Metamorphic garnets are typically very high in manganese right in the middle, at their cores, where they first start to grow. As they grow larger and larger, they require less and less manganese. Normally, you'd find the least manganese at the outer edge of the garnet--the garnet rim on a map like this should be dark gray, almost black. But the rim of this garnet is bright white--chock full of manganese. Also, it's funny-shaped, kind of fractal, an intricate crust of little garnets embedded around the edges of a big ol' lumpy garnet in the middle.

This garnet is not normal. It doesn't have the usual kind of metamorphic history. It started out normal, with higher manganese in the middle gradually decreasing as it grew. But I think it kept on growing and growing far beyond the size we see here--it became a huge garnet, a normal-looking one, with the usual pattern of manganese decreasing from core to rim, till there was just a tiny bit left at the rim.

Then the garnet's world started to change. It was pushed and shoved part of the way closer to the surface, and/or the mountains sitting on top of it partly eroded away. At lower temperature and pressure, garnet was no longer chemically stable. Garnet likes it hot. It doesn't like room temperature, as a matter of fact, that's much too cold--but it takes a lot of energy to un-make a garnet once it's made, so at room temperature, garnet stays garnet. I believe that the garnet in this X-ray map spent much of its "life" enduring pressure-temperature conditions not quite hot enough for it to "want" to remain a garnet, but still pretty hot--hot enough tto motivate the garnet to gradually become something else. The iron, magnesium, calcium, and aluminum near the rim of the crystal all got sucked out to make different minerals, minerals such as chlorite and mica that are more stable at slightly cooler temperatures than garnet. The manganese got left behind, and it backed up just inside the garnet rim, because other minerals don't like manganese and manganese doesn't like other minerals. It's loyal to garnet, unlike iron and all those other elements. As the garnet shrank, the manganese level got higher and higher, reaching levels that show up bright white on the map.

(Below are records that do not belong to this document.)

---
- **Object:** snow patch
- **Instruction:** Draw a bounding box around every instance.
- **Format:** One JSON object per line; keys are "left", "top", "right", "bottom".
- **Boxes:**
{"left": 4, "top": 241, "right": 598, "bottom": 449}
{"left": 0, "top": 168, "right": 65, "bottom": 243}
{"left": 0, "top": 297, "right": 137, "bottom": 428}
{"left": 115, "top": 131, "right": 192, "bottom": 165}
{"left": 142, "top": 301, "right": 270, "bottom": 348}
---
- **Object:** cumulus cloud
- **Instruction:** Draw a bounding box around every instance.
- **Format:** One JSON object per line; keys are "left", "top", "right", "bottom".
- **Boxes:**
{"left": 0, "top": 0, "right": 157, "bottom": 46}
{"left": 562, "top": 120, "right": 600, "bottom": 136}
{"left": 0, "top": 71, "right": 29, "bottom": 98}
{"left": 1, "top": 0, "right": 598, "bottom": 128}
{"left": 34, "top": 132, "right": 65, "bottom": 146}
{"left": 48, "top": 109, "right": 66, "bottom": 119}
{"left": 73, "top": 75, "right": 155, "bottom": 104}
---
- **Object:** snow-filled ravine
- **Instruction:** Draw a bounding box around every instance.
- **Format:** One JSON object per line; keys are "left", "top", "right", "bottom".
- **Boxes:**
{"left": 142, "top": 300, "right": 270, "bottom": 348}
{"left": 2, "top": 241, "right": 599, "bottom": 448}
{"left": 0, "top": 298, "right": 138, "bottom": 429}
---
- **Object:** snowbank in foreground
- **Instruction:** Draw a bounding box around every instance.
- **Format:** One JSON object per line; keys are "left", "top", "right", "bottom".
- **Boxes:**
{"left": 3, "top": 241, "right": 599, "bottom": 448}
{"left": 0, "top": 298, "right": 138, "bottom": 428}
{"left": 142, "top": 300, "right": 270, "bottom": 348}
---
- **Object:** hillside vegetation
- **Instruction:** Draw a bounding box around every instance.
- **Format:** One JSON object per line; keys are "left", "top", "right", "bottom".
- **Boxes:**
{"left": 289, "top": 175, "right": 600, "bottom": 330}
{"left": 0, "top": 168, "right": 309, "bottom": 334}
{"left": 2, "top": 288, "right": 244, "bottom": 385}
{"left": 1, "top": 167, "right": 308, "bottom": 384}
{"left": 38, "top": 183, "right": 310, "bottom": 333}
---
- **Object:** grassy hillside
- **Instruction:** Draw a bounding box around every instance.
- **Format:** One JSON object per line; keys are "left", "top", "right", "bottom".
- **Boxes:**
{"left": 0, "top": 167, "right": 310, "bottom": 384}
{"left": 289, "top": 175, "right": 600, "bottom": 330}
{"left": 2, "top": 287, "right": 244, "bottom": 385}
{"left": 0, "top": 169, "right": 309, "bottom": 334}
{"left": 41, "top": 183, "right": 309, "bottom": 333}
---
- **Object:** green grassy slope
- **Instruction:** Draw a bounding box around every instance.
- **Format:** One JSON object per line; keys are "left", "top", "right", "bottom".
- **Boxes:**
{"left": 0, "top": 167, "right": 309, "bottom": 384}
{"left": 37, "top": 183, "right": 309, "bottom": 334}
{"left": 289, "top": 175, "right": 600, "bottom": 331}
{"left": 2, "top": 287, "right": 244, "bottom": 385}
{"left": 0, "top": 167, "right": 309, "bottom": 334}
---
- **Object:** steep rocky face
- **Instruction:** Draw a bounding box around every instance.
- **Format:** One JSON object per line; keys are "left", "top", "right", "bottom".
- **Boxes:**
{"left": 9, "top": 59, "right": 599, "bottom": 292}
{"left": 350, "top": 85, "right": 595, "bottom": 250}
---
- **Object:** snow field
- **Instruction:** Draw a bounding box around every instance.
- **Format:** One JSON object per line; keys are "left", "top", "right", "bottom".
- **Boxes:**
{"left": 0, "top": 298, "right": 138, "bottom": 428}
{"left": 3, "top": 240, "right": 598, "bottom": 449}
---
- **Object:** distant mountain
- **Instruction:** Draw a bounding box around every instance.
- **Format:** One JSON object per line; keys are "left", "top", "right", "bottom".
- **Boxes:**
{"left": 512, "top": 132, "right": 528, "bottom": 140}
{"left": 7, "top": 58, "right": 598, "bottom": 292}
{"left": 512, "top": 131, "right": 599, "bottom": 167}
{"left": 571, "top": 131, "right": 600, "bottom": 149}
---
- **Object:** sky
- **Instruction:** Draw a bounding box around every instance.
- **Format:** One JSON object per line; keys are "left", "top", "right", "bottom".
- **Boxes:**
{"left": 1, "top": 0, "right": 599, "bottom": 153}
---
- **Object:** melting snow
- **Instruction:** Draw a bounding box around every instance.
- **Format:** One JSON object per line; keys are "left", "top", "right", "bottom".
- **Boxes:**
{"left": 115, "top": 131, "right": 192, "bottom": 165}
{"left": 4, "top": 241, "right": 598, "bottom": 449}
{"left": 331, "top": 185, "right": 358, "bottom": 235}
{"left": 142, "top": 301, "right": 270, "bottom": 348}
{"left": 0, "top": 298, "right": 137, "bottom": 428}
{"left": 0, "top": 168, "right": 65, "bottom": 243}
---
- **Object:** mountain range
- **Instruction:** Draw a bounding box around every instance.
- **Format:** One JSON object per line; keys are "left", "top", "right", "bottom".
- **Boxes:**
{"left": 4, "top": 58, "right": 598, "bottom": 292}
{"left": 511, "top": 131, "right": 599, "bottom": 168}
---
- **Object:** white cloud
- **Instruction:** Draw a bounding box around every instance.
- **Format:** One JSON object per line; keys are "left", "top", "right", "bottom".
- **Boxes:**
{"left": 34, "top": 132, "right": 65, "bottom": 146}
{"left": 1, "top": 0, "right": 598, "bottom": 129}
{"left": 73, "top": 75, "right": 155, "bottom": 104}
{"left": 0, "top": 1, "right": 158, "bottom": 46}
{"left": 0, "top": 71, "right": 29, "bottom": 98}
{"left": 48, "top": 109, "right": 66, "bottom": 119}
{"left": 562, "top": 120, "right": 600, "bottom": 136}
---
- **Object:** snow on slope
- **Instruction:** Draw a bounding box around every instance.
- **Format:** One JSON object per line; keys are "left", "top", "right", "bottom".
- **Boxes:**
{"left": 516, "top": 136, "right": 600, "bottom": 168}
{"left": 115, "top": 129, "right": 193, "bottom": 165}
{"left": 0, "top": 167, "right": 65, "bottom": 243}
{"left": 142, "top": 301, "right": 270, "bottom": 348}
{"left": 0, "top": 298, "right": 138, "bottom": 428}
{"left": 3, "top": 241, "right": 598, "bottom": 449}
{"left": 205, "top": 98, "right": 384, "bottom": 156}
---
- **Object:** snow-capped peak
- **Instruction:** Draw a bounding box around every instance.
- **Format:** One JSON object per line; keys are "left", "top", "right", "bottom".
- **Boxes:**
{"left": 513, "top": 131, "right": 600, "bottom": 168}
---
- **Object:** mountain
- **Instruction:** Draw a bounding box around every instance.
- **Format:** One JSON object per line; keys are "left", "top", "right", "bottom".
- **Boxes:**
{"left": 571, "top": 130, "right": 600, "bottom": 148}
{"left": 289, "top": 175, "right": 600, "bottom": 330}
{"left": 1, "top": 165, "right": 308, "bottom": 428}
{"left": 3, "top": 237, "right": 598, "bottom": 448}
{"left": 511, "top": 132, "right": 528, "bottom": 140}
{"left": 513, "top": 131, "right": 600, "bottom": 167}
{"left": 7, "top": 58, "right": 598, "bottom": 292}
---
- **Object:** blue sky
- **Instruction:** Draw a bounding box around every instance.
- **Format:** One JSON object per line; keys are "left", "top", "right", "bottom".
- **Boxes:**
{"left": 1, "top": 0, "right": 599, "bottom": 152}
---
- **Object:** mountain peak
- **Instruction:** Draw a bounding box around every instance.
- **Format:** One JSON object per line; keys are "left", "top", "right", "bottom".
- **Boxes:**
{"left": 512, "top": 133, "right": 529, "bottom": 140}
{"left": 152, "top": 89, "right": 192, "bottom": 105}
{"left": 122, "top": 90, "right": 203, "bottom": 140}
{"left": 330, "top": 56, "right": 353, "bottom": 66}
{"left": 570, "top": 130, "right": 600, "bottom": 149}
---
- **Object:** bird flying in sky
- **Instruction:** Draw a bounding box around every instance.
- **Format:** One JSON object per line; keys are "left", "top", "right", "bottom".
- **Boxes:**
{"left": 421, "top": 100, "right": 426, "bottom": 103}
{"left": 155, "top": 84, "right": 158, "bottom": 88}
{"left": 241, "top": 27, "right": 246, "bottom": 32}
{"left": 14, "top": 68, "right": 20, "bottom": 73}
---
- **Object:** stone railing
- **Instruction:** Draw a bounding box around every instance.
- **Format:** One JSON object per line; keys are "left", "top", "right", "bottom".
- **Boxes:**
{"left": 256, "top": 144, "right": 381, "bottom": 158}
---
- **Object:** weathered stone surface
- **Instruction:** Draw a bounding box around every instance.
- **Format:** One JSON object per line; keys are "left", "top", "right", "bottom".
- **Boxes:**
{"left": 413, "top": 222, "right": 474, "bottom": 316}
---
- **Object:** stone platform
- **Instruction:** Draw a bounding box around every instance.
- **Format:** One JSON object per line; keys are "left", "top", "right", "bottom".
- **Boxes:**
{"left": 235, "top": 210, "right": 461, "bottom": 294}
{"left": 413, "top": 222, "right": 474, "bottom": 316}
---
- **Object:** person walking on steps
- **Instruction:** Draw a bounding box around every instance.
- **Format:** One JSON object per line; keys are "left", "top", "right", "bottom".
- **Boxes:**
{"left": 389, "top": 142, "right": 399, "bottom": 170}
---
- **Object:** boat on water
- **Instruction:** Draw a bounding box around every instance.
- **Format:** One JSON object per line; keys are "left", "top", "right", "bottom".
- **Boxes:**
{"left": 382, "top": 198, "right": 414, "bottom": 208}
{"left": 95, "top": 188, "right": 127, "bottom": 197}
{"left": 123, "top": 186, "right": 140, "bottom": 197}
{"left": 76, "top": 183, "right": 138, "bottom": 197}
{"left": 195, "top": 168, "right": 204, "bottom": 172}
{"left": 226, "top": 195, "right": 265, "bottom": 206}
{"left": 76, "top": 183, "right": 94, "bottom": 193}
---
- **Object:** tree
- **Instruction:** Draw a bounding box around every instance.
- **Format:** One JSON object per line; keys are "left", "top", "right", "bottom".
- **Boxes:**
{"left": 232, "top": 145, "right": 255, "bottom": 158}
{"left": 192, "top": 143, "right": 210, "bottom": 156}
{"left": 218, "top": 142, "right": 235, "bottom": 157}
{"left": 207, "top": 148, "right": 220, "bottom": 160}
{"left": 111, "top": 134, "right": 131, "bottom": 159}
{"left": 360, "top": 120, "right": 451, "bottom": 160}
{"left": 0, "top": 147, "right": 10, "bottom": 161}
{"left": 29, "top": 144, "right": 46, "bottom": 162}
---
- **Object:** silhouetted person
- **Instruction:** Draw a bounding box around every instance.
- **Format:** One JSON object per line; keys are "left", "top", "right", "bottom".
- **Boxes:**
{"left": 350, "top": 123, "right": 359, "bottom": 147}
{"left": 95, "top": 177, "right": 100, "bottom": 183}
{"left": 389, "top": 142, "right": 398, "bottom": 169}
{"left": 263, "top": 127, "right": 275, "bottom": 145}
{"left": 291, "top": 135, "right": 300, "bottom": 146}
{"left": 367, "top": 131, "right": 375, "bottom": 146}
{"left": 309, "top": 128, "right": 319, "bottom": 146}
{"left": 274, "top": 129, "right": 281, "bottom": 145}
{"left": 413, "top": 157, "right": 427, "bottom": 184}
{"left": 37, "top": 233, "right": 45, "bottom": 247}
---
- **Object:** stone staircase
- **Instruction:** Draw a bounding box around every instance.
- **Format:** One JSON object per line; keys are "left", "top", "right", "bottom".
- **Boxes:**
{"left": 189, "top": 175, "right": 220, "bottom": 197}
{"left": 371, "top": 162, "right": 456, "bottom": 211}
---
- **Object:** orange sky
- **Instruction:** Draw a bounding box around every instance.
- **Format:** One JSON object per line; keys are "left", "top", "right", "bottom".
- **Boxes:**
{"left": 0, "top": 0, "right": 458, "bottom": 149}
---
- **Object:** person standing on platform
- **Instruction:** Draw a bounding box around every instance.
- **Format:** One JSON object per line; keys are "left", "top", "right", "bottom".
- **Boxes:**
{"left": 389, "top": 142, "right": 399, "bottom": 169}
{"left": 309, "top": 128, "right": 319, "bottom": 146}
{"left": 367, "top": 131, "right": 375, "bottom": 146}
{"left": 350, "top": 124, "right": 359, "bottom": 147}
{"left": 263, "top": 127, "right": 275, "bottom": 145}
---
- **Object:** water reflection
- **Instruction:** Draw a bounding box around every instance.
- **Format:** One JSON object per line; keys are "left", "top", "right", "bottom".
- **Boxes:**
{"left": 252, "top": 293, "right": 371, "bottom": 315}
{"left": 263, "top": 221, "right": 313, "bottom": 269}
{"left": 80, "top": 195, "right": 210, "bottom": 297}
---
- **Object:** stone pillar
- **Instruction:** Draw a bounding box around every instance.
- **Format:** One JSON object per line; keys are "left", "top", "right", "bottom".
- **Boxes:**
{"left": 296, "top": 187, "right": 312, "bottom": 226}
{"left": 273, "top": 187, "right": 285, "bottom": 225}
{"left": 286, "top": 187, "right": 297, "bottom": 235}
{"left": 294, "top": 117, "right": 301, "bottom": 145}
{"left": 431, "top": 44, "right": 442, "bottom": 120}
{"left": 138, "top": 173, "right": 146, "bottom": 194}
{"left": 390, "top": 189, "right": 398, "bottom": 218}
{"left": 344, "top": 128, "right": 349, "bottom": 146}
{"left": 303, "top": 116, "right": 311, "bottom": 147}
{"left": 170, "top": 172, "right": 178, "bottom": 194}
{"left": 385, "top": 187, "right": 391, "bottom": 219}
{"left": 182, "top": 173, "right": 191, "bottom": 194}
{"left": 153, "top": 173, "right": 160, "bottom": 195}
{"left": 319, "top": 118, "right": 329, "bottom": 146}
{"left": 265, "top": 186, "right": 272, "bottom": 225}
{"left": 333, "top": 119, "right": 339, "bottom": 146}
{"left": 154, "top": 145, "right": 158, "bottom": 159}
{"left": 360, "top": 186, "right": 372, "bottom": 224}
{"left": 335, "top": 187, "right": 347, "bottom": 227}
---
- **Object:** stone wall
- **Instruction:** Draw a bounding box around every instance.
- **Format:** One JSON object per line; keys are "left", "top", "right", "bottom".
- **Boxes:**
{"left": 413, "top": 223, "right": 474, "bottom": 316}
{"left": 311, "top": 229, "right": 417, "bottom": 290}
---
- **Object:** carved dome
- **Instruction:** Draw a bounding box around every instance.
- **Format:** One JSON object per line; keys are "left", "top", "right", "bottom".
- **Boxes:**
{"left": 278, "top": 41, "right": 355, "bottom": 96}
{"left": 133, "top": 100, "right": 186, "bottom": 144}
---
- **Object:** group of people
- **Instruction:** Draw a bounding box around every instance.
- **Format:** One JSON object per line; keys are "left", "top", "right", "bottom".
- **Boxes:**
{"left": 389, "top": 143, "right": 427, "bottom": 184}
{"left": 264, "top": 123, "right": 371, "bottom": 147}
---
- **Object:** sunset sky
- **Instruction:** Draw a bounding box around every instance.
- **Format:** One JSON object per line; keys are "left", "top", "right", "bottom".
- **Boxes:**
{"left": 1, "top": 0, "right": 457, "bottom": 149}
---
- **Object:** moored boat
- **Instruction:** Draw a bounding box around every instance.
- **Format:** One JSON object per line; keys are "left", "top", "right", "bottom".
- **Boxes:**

Then the garnet's world changed again. Temperature rose. Pressure increased. Conditions became once again favorable for garnet growth--and there was all that huge store of manganese right near the rim, just itching to make more garnet. There was so much manganese available in one convenient location that the new garnet grew in a flash, nucleating hundreds of new baby garnet grains on top of each other all over the rim of the old core garnet.

If you can make up stories like this from manganese X-ray maps, they'll give you an advanced degree in geological science. Truth.